For myself, having moved to small town Devon from the East-End of London some years ago, i found Kyo’s experiences rather similar to my own: the culture shock and having to learn to slow down to a whole different pace of life away from the rat race, away from the concrete jungle to places with horizons, away from the spoon fed safety of modernity to taking some responsibility for your own well-being. But, the story is more than this, it’s also about Kyo and Akayo’s journey towards each other and the contrast between a Japan being left behind and a modern Japan accelerating into the future with no care to slow down and look at what is being left behing — are these two worlds reconcilable?
The story bounces back and forth between Kyo’s story and Flo’s life, as she comes to terms with her own issues and her life in Japan.
Another good read from Nick.

If you like those books where the protagonist spends nearly all their time people watching then this might be for you.

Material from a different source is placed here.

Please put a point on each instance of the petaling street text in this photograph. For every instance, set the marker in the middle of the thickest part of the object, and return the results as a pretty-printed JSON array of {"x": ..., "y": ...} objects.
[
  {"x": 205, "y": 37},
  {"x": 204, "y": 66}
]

On top of the people watching, our protagonist, Edith, is also a writer of romance novels but never seems to have found any joy, or success, in relationships within her own life. Edith thus ends up at the Hotel du Lac during the final weeks of the season with the few remaining guests because she’s screwed up her latest relationship and had to run away while she waits for the scandal to die down and she can return home.
The book essentially goes from monologue to monologue (with the occasional conversation), some are Edith’s thoughts on the other guests, some are letters she writes to her lover, and it’s within these monologues that we are given a wonderful look at people, their lives, their relationships, their pretences and, essentially, their pointlessness. Lots of food for thought if you wish to do some thinking about it.